Suit immédiatement Herzog qui commence par ôter ses chaussures et éteindre la télévision: «L'esthétique du cinéma est quelque chose de particulier. La télévision n'est qu'une sorte de jukebox, on n'est jamais dans l'espace du cinéma, dans l'espace du film. On a une position mobile comme spectateur, on peut aussi l'éteindre. On ne peut pas éteindre le cinéma [...]. Je ne suis pas si inquiet pour le cinéma car ce qui se passe là [à la télévision], ce n'est justement pas la vie. La vie se passe là où elle est vitale et lorsqu'elle pénètre en nous de la façon la plus directe. C'est cela le cinéma. Et ça, ça survivra. Ça survivra toujours.»

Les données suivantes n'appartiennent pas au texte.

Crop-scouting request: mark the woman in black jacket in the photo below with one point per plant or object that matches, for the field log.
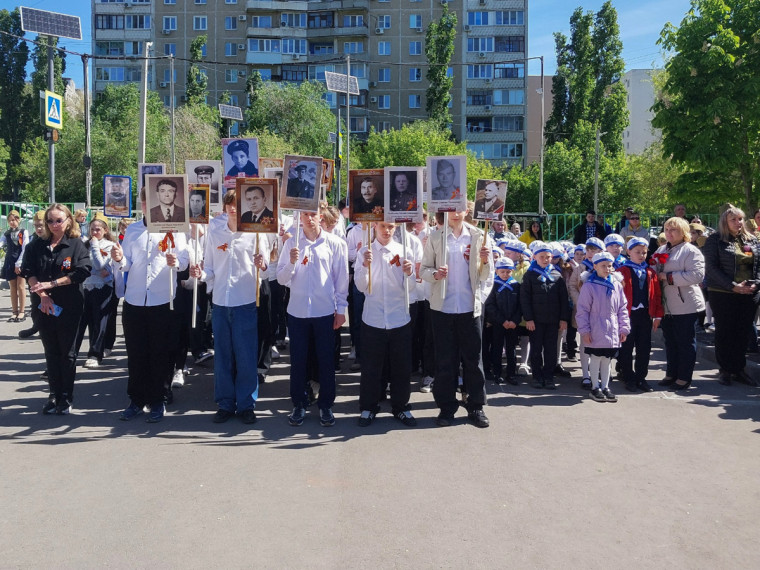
(732, 264)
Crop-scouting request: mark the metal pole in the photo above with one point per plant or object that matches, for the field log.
(51, 144)
(541, 156)
(171, 110)
(143, 104)
(87, 141)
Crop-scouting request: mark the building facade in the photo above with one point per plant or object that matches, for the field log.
(300, 40)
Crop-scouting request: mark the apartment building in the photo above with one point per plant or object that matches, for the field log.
(299, 40)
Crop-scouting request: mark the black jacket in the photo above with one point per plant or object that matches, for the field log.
(544, 302)
(503, 306)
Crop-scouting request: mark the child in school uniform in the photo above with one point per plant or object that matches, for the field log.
(503, 312)
(602, 317)
(642, 291)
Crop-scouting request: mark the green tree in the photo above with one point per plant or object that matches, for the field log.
(439, 49)
(708, 109)
(197, 83)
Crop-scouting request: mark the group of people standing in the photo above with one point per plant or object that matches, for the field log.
(451, 304)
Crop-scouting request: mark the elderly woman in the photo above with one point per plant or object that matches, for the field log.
(56, 265)
(732, 261)
(680, 268)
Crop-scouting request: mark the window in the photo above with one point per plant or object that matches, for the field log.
(510, 18)
(170, 23)
(479, 44)
(510, 43)
(108, 22)
(262, 45)
(509, 70)
(135, 22)
(509, 97)
(261, 21)
(479, 71)
(353, 47)
(509, 123)
(353, 21)
(477, 18)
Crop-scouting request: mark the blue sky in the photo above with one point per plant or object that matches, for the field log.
(640, 24)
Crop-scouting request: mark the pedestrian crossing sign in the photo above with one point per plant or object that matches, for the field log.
(53, 110)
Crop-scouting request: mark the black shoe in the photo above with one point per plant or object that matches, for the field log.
(478, 418)
(248, 417)
(222, 416)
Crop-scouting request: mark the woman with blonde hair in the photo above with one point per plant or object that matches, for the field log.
(680, 268)
(56, 265)
(732, 261)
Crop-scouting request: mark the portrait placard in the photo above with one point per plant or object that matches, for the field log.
(301, 180)
(166, 196)
(403, 194)
(490, 197)
(207, 172)
(117, 196)
(198, 203)
(257, 205)
(447, 183)
(366, 203)
(241, 159)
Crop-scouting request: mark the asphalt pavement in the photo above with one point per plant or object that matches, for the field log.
(655, 480)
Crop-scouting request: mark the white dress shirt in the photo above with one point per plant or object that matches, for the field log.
(319, 280)
(228, 268)
(150, 278)
(385, 307)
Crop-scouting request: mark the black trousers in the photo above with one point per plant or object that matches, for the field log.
(640, 339)
(457, 336)
(733, 315)
(543, 350)
(379, 345)
(59, 338)
(150, 334)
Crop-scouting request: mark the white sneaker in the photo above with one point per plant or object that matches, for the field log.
(178, 380)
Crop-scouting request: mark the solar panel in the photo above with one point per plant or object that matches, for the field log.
(50, 23)
(230, 112)
(337, 82)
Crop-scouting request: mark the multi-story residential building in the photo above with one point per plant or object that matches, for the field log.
(299, 40)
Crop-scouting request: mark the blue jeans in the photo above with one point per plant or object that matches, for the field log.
(236, 381)
(320, 328)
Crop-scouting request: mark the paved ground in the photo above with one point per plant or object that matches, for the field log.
(654, 481)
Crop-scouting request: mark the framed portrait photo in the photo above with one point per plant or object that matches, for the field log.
(241, 159)
(257, 205)
(367, 200)
(490, 197)
(117, 196)
(447, 183)
(301, 183)
(207, 172)
(403, 194)
(198, 203)
(167, 204)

Puis arrive Spielberg, inoubliable dans le plus mauvais sens du terme. Il réduit le débat à de strictes considérations financières au point que toute son intervention n'est qu'une énumération de millions de dollars et de nombre de jours de tournage. Pathétique! La caricature de l'Américain.

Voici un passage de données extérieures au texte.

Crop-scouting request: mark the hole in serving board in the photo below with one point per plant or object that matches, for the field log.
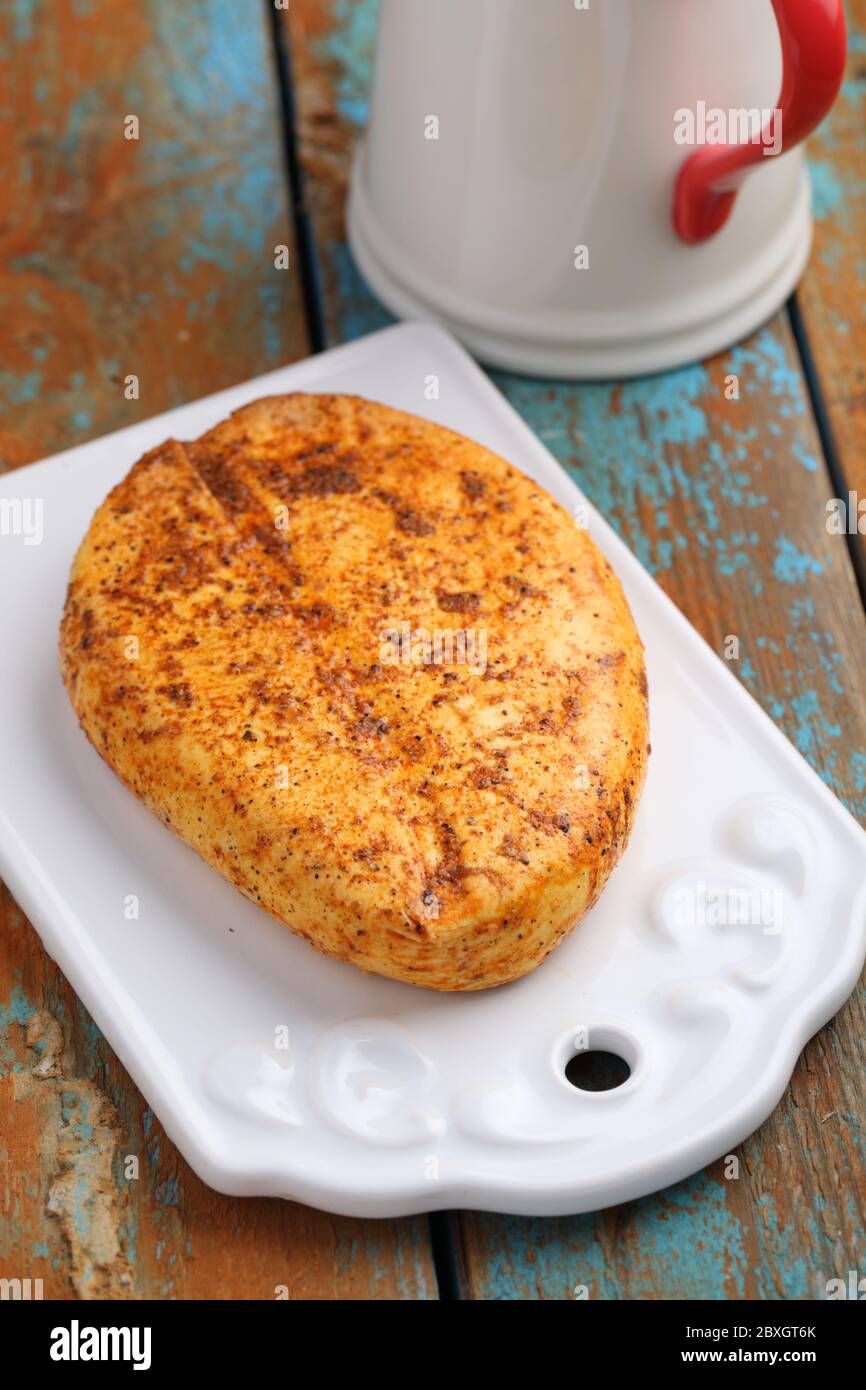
(597, 1070)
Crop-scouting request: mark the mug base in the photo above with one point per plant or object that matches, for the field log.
(587, 352)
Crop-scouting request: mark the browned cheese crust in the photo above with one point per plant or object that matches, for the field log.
(439, 822)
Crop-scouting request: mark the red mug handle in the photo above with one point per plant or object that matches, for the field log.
(813, 49)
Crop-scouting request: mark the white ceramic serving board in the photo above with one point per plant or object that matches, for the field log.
(389, 1098)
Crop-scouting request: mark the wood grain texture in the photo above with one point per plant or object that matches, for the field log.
(153, 256)
(831, 291)
(724, 502)
(72, 1215)
(157, 259)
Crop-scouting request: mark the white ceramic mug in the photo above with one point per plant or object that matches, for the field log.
(524, 177)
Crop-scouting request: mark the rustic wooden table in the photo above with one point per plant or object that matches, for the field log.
(154, 256)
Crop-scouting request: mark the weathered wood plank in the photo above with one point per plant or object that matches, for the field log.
(157, 259)
(72, 1215)
(831, 292)
(149, 256)
(724, 502)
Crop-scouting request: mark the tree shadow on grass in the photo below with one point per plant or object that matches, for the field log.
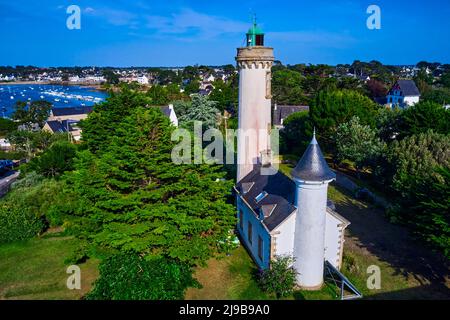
(395, 245)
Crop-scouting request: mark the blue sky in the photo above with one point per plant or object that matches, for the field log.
(182, 32)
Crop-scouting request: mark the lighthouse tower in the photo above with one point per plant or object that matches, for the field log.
(311, 176)
(254, 63)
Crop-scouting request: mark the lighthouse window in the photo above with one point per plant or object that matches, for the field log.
(241, 219)
(259, 39)
(250, 233)
(260, 244)
(268, 85)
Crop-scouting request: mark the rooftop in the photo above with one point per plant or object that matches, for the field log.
(312, 165)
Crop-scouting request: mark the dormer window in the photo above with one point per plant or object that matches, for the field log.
(260, 196)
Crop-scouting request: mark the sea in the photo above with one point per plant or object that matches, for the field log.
(58, 95)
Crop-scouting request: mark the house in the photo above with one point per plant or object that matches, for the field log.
(65, 120)
(70, 113)
(404, 93)
(270, 210)
(278, 215)
(64, 126)
(169, 111)
(281, 112)
(5, 145)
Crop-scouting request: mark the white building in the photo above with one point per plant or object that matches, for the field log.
(278, 215)
(404, 93)
(142, 80)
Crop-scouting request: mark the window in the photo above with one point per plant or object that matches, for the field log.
(260, 196)
(241, 220)
(268, 85)
(259, 39)
(260, 248)
(250, 232)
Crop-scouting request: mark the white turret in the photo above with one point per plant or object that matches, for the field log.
(312, 176)
(254, 63)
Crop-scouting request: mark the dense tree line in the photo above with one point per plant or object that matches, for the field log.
(403, 153)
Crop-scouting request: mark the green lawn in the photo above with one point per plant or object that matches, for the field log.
(35, 269)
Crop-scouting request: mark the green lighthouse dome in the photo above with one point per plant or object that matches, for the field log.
(255, 36)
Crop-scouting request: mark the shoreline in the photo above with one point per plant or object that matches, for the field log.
(59, 83)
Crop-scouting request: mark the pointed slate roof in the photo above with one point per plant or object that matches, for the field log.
(312, 166)
(407, 87)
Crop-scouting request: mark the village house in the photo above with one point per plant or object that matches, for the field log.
(65, 120)
(404, 93)
(281, 112)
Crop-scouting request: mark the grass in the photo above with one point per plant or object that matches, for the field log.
(229, 278)
(35, 269)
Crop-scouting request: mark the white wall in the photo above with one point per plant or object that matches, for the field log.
(283, 236)
(311, 201)
(332, 240)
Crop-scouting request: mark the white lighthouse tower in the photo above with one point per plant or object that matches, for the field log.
(311, 176)
(254, 64)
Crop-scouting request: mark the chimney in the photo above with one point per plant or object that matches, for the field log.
(266, 158)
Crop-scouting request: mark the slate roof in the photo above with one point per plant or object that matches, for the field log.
(61, 126)
(70, 111)
(283, 111)
(280, 192)
(277, 191)
(56, 126)
(407, 87)
(312, 165)
(165, 110)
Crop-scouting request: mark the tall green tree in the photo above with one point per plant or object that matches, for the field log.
(287, 87)
(104, 121)
(433, 211)
(132, 198)
(54, 161)
(296, 133)
(358, 143)
(330, 108)
(423, 116)
(201, 109)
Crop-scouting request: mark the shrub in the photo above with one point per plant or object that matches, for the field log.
(132, 277)
(17, 223)
(280, 279)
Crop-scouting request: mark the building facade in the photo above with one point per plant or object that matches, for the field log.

Michelangelo Antonioni, le plus âgé de tous les intervenants, est le seul qui se montre vraiment visionnaire quant à l'avenir du cinéma. Il VOIT que la pellicule ne répond plus aux besoins du cinéma. Il anticipe avec l'image électronique, le laser, les multisalles, les technologies futures (il évoque la bande magnétique, mais pressent qu'elle sera remplacée par autre chose). Et tout cela en 1982 et sans jamais perdre de vue l'exigence artistique: «Il est très difficile de parler de ce que sera le cinéma de demain. Il est probable qu'avec le grand écran à domicile et la vidéo à haute définition, nous aurons le cinéma chez nous, nous n'aurons plus besoin de salles. Les structures existantes devront disparaître [...]. Il ne nous restera qu'une chose à faire: nous adapter. J'ai déjà parlé dans Le désert rouge de l'adaptation de l'individu aux nouvelles technologies. Il y était déjà question de l'atmosphère polluée que nous devrons respirer demain. Notre organisme aussi changera. Qui sait où cela nous mènera? Il est probable que l'avenir se présentera avec une férocité encore inconnue aujourd'hui.»

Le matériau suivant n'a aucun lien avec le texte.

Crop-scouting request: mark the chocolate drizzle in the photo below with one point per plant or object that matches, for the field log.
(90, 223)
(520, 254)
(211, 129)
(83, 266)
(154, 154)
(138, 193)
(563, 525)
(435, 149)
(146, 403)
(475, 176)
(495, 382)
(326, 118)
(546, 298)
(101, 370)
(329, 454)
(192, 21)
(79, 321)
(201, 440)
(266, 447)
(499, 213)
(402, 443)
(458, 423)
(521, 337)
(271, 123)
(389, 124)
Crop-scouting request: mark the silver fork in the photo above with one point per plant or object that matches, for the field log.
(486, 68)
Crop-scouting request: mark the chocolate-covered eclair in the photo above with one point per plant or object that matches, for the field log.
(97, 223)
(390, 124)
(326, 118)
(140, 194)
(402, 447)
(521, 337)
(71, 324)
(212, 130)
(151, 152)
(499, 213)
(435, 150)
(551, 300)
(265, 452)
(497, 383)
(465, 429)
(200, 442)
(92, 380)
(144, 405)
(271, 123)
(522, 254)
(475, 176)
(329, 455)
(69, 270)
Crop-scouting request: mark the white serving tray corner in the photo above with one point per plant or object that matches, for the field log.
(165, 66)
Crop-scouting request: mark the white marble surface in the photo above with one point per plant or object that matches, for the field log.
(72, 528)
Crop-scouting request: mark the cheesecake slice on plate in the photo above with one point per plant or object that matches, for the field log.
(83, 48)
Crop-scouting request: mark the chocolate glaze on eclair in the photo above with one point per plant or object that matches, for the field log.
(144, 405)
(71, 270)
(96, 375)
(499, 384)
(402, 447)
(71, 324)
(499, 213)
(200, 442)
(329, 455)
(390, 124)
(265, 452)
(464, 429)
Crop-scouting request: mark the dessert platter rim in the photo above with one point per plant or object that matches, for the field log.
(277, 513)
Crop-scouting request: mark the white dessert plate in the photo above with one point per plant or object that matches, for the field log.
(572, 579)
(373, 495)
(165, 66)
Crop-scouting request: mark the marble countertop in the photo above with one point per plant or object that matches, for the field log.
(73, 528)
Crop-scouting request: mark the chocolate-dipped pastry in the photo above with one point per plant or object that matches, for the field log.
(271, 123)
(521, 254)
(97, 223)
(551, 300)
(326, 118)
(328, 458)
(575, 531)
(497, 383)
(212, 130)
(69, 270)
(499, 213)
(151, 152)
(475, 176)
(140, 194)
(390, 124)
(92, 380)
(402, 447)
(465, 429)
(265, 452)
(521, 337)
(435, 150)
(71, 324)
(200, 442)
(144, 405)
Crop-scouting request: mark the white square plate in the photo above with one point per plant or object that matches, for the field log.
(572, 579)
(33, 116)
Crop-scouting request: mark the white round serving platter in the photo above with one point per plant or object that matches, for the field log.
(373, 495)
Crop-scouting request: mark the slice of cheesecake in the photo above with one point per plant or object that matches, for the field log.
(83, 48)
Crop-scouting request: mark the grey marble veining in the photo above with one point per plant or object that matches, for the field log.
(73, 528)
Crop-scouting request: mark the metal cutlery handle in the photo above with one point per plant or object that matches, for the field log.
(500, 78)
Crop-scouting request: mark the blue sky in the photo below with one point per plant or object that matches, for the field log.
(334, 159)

Le film se termine par le passage de Wim Wenders qui n'intervient pas pour répondre à ses propres questions, mais pour faire entendre l'enregistrement audio de Yilmaz Güney. Évadé des geôles turques, Güney remportera cette même année la palme d'or avec Yol, tourné pendant qu'il était incarcéré. Il ne peut pas venir dans la chambre, il doit se cacher car la Turquie réclame son extradition. Mais son témoignage n'en a que plus de force: «Alors que le cinéma en tant qu'art raconte les masses, le cinéma comme industrie ne recherche que le profit [...]. Dans les pays en développement, beaucoup de jeunes cinéastes, dès lors qu'ils travaillent pour les producteurs capitalistes, perdent leur indépendance et doivent évoluer dans le cadre imposé par le capital. Au lieu d'un élément de développement, ils deviennent alors un élément de décadence et d'obsolescence. C'est cela le drame, le drame de l'artiste et du cinéma des pays en développement. Dans mon pays, le cinéma dominant est un cinéma réactionnaire. A côté de celui-ci, il y a aussi les germes d'un jeune cinéma que les forces dominantes répriment, qu'elles veulent réduire au silence par des mesures pénales, punir simplement d'exister.»

Chambre 666 est un formidable documentaire sur la position de l'artiste face à son art. Il permet de voir quelques réalisateurs majeurs d'une époque confrontés à la question de l'avenir du cinéma. Il y a aussi ceux (nombreux) qui n'ont rien à dire dans cette chambre, n'ont aucun recul ou sont uniquement centrés sur eux-mêmes. Le film jette enfin une lumière très crue sur un réalisateur aussi talentueux que Spielberg. Après avoir vu Chambre 666, j'imagine que passer une soirée avec lui doit être affreusement ennuyeux. Toutefois, l'indigence même de son témoignage et de celui de quelques autres que, par charité, je n'ai pas cités, ne fait ressortir qu'avec plus de force ce qui s'élève très loin au-dessus du ronron quotidien: Godard, Herzog, Antonioni, Güney.